Political Violence threatens the Peace of South Sudan


Another fight has broke out between rival soldiers in South Sudan, threatening the fragile peace agreement forged with the help of outsiders including the United States.

The spokesman for South Sudanese government troops, Army Maj. Gen. Lul Ruai Koang, stated that rival forces – known officially as the Sudan People’s Liberation Army In Opposition – had “declared war” by attacking their positions in Longechuk County.

Col. Lam Paul Gabriel, a spokesman for the rival forces, claimed that government troops attacked first. His group’s political bureau on Tuesday had approved the suspension of its participation in meetings of the security mechanisms holding together the peace deal between President Salva Kiir and his rival Vice President Riek Machar.

In a statement Wednesday, the U.S., the U.K. and Norway – the troika supporting South Sudan’s peace deal – said they were concerned that the fighting threatens to undermine the government’s unity.

“With less than a year left of the transitional period, whole-hearted commitment is critical to get us past the finish line,” the statement said. “Unfortunately, recent events signal the opposite.”

There were high hopes for peace and stability once oil-rich South Sudan gained its long-fought independence from Sudan in 2011. But the country slid into civil war in December 2013 largely based on ethnic divisions when forces loyal to Kiir started battling those loyal to Machar.

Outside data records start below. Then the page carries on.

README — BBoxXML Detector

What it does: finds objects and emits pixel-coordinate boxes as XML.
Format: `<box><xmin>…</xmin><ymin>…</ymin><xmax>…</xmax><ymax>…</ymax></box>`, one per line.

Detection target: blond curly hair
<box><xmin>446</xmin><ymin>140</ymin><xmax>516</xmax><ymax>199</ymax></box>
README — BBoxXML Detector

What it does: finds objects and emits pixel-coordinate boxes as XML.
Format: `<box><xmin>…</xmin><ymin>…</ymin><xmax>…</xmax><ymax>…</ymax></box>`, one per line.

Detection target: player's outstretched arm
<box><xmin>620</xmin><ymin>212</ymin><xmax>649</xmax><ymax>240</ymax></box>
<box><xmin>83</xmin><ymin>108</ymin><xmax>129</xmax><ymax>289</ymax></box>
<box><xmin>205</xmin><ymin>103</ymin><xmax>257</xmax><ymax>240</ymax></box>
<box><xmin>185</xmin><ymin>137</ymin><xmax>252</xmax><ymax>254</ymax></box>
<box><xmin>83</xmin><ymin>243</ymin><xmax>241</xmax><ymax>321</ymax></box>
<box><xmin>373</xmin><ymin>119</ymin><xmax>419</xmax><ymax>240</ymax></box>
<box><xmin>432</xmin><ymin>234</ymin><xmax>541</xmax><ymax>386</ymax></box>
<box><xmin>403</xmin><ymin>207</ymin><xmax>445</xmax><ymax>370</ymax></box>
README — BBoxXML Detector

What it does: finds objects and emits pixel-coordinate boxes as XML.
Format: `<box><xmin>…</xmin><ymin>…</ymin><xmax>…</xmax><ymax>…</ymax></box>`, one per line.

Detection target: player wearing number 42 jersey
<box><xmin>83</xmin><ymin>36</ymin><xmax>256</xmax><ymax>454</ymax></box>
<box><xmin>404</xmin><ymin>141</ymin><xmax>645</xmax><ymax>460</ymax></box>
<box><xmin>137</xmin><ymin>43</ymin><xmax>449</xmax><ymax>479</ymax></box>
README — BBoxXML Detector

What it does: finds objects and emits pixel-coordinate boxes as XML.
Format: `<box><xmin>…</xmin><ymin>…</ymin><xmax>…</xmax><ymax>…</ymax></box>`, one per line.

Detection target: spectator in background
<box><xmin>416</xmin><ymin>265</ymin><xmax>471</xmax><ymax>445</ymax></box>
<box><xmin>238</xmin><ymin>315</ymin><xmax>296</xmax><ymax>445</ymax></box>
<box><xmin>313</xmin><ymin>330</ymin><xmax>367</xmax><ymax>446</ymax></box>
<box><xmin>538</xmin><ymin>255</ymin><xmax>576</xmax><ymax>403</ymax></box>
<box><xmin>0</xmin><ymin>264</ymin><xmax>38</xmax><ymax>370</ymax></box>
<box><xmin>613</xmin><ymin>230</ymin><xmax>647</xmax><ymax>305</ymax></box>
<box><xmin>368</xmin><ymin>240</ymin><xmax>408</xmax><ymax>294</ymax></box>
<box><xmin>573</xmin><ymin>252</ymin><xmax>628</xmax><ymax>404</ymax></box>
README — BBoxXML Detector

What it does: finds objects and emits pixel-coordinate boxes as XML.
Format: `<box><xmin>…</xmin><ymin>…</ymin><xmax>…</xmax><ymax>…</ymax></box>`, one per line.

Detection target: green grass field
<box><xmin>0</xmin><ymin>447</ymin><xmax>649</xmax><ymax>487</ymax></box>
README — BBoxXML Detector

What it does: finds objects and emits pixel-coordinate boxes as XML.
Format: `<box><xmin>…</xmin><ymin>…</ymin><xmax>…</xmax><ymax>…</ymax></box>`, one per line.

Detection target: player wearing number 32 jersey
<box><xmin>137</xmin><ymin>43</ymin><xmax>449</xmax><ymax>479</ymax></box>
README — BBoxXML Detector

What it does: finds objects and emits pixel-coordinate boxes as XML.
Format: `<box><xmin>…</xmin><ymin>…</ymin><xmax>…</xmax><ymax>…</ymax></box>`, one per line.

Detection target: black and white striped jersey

The rivals reached signed a peace agreement in 2018, with Machar returning as Kiir’s deputy. But challenges remain, including the government’s failure to implement promised reforms including completing the unification of the army command.

Meanwhile, a group of United Nations experts warned in a report last year that “the stability of South Sudan has remained at risk” as a result of missed deadlines and political gridlock on key issues in the unity government´s agreement.